In un tempo in cui la Germania era frazionata dal punto di vista politico, sociale e culturale, anche il settore automobilistico risentiva di questa divisione forzata. Da una parte, a Ovest, le grandi Case nate già tra gli anni Dieci e Trenta: BMW, Mercedes-Benz, Porsche. Dal lato opposto, a Est, due aziende “in concorrenza”.
Nella Germania comunista, infatti, ci sono due soli Marchi. Uno è Wartburg, poi conosciuto come Eisenach, che proponeva prezzi un po’ alti. E poi c’è Sachsenring, con sede nella città di Zwickau, adatta al consumo popolare. Ed è proprio dalle fabbriche di Zwickau che nel 1957 nasce quella che viene considerata la “macchina del popolo” della DDR.
L’influenza comunista è ovviamente determinante. Innanzitutto nella carrozzeria: definirla “spartana” è il massimo che ci possiamo concedere. Fuori, la vettura è piccola, pratica, adatta agli spostamenti urbani e nulla più. Dentro, un inno alla sobrietà. Viene iniziata a costruire il giorno esatto dell’anniversario della Rivoluzione d’Ottobre, e all’uscita le viene affibbiato il nome di “Trabant” (“satellite”) in onore della recente avventura spaziale dello Sputnik sovietico.

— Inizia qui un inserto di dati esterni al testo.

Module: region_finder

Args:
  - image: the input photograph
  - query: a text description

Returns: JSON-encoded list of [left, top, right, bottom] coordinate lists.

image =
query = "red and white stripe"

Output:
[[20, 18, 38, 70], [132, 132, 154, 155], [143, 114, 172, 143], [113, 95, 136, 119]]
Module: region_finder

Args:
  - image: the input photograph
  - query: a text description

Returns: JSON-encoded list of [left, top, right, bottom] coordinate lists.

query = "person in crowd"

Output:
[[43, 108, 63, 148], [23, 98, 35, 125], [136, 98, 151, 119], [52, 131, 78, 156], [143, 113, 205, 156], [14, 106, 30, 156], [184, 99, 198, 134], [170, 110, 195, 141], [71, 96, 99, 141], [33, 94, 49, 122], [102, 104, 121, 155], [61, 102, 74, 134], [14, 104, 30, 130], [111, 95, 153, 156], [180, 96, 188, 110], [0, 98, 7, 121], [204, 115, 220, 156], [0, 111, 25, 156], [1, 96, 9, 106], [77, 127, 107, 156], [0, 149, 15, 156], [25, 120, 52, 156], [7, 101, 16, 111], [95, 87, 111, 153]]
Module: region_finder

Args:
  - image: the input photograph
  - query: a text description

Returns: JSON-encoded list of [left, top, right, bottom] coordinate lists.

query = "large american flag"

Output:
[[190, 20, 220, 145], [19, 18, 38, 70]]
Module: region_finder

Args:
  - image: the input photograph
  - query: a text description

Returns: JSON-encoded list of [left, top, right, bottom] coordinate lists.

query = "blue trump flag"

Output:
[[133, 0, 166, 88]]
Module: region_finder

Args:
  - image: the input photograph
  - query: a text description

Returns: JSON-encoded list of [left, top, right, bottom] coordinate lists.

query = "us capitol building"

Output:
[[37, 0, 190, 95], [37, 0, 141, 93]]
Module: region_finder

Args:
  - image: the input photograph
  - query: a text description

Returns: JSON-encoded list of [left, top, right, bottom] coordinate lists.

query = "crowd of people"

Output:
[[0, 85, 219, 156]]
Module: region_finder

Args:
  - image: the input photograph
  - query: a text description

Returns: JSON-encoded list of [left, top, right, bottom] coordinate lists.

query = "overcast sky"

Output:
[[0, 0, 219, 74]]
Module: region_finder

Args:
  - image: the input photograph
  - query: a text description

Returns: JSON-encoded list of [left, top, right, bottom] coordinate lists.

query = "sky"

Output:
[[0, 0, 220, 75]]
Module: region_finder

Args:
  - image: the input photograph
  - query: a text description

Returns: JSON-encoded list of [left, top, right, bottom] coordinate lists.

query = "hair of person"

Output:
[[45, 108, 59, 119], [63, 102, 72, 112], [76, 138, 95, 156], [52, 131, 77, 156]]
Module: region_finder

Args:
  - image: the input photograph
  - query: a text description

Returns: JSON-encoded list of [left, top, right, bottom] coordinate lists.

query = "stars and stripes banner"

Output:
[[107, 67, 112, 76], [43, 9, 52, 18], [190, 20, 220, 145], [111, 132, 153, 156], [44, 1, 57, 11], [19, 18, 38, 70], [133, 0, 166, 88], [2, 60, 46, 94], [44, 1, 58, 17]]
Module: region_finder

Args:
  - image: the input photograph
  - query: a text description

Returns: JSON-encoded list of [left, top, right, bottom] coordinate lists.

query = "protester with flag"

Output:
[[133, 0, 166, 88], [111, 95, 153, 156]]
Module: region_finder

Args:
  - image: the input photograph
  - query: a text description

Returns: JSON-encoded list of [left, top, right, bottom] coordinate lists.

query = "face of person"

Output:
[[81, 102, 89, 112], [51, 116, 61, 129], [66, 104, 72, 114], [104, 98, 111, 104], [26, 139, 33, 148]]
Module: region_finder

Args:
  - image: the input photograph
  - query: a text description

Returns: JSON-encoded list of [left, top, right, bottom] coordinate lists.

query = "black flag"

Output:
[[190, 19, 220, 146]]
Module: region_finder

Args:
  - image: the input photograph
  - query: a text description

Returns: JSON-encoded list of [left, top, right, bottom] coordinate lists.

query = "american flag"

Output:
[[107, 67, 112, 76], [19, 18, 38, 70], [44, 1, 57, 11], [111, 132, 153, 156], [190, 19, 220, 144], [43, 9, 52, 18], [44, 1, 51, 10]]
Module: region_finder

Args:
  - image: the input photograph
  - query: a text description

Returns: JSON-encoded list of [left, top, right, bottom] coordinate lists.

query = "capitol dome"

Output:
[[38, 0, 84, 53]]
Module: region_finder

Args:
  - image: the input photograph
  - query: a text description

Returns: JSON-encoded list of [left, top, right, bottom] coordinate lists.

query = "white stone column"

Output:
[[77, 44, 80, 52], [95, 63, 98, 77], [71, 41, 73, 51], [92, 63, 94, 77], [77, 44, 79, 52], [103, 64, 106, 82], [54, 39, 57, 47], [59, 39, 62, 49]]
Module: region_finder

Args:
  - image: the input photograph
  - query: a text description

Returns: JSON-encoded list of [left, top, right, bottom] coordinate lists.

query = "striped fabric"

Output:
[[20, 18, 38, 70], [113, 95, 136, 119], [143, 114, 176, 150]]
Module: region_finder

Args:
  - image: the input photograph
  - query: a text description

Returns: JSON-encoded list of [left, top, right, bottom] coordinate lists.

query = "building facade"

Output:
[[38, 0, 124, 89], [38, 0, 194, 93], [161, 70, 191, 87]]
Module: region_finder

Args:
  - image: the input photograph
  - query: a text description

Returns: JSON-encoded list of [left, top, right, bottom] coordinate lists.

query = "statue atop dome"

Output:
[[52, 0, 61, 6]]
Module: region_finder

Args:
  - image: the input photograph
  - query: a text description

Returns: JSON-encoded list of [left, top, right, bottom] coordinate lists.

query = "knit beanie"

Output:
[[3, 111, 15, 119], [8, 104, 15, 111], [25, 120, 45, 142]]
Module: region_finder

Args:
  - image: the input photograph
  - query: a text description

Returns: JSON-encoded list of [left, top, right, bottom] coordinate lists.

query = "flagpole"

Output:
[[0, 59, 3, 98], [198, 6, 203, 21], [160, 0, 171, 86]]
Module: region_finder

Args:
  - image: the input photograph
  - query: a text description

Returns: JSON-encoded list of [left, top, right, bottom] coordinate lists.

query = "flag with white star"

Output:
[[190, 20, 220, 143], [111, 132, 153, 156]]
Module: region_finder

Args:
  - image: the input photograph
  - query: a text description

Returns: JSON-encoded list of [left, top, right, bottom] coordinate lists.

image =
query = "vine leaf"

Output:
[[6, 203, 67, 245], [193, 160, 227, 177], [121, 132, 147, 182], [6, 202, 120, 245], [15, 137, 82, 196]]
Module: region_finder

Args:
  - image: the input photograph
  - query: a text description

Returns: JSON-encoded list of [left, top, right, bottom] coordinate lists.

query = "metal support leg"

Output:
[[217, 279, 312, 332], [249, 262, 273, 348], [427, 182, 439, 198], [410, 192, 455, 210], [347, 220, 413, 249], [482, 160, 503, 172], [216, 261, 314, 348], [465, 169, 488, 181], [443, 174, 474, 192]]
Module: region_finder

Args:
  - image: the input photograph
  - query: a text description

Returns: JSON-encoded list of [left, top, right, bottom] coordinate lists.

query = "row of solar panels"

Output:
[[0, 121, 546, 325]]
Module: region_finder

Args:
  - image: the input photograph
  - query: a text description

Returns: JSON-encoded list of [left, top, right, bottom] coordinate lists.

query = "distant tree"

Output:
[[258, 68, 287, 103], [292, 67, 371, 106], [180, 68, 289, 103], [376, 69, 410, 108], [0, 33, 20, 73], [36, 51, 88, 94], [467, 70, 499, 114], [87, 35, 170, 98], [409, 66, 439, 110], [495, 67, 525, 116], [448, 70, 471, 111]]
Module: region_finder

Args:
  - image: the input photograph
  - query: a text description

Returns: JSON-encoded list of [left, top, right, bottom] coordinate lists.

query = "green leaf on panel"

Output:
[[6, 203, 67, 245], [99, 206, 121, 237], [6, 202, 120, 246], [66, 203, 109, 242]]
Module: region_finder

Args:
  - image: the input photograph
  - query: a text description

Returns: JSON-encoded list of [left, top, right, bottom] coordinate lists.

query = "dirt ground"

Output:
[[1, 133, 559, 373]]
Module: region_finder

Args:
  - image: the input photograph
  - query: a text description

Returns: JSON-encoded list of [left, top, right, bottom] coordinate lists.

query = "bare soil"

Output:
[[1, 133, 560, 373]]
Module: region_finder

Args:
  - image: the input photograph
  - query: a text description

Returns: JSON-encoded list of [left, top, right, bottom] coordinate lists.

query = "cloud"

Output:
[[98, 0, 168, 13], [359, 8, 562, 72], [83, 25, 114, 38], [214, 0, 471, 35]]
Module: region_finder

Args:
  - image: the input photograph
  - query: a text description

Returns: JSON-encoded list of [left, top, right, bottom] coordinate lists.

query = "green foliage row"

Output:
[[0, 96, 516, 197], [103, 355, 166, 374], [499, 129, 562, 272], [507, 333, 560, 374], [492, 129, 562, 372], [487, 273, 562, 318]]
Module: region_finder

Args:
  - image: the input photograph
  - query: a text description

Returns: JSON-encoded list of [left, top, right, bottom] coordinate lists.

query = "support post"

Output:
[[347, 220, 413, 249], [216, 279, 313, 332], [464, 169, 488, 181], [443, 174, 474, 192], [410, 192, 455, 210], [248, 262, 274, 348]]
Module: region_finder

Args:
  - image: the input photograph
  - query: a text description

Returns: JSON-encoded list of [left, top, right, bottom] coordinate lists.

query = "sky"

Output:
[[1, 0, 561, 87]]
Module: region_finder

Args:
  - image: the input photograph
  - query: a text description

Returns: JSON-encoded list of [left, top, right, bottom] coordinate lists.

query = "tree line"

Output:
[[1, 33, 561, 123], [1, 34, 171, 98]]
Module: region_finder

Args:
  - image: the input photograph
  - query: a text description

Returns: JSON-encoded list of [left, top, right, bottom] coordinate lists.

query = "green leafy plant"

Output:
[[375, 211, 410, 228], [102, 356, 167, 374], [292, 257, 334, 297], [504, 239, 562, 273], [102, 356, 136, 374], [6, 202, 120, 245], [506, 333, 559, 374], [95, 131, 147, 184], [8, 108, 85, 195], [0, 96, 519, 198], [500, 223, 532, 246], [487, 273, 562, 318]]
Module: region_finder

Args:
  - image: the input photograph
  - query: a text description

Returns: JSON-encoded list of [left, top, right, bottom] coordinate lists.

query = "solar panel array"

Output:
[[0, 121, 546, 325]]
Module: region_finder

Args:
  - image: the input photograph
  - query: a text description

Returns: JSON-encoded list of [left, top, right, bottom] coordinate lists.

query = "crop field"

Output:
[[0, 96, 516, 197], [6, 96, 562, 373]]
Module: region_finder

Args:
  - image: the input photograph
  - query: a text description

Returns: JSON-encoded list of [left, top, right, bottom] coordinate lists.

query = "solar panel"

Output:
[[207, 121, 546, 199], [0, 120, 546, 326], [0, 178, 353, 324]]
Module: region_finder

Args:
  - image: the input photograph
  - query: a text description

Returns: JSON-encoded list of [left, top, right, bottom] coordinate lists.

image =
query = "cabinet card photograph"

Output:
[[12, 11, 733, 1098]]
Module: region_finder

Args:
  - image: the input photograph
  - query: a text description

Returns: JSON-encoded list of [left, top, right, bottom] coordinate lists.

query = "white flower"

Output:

La Trabant costituirà fino al crollo del Muro di Berlino l’auto per antonomasia della Repubblica Democratica Tedesca. Ha una particolarità che la differenzia da tutte le altre auto. Anzi, due primati. È infatti non solo la prima automobile di sempre ad essere realizzata con la plastica, ma anche la prima della storia costruita con materiali riciclati.
In pratica, gli ingegneri Sachsenring prendono ampi quantitativi di lana e cotone non utilizzati, li impregnano con delle resine e creano così il Duroplast, il materiale plastico con cui viene creato il telaio delle Trabant.
Ci sono ovviamente vantaggi e (più) svantaggi. Il Duroplast ha il pregio di essere economico (va da sé…), leggero e robusto, non poco resistente agli urti. I difetti: non bisogna sollecitare troppo la vettura. Troppi urti provocherebbero infatti una rottura definitiva del telaio, e i costi di riparazione sarebbero eccessivi. Insomma, caro guidatore, vai piano altrimenti rischi grosso.
Ecco perché la motorizzazione delle Trabant, qualsiasi modello essa sia, è veramente modesta. Il primo modello di serie, Trabant P50, è spinto da un motore a due cilindri da neanche 500 cm³, 18 CV e velocità massima di 95 km/h. Trabant 601, il modello più longevo e famoso, che durò addirittura dal 1964 al 1990, aveva 22 CV e impiegava poco meno di 30 secondi a raggiungere lo 0-100 km/h (non che ci provassero in molti, intendiamoci).
Tutte queste caratteristiche fecero sì che un altro elemento per cui Trabant passò alla storia fu il fumo che fuoriusciva dai tubi di scarico. Al giorno d’oggi, con la questione delle emissioni di CO2 e delle norme anti-inquinamento, sarebbe al primo posto della lista nera.
Cosa rimane, allora, della Trabant? Gli oltre 3 milioni di esemplari prodotti, lo status di auto simbolo di un popolo che per più di quarant’anni poteva, doveva, mettersi al volante di una macchina come quella.
Oggi, per incontrarla dal vivo, bisogna recarsi nell’est Europa o tra i ghiacciai islandesi, dove ancora qualche “appassionato” le fa fare qualche giro in strada. Oppure si può ammirare in forma di graffito sui resti di quel Muro caduto il 9 novembre di trent’anni fa. Che con il suo crollo pose fine a un intero mondo. E anche a una vettura piena di difetti, ma con un posto di diritto al tavolo delle auto storiche.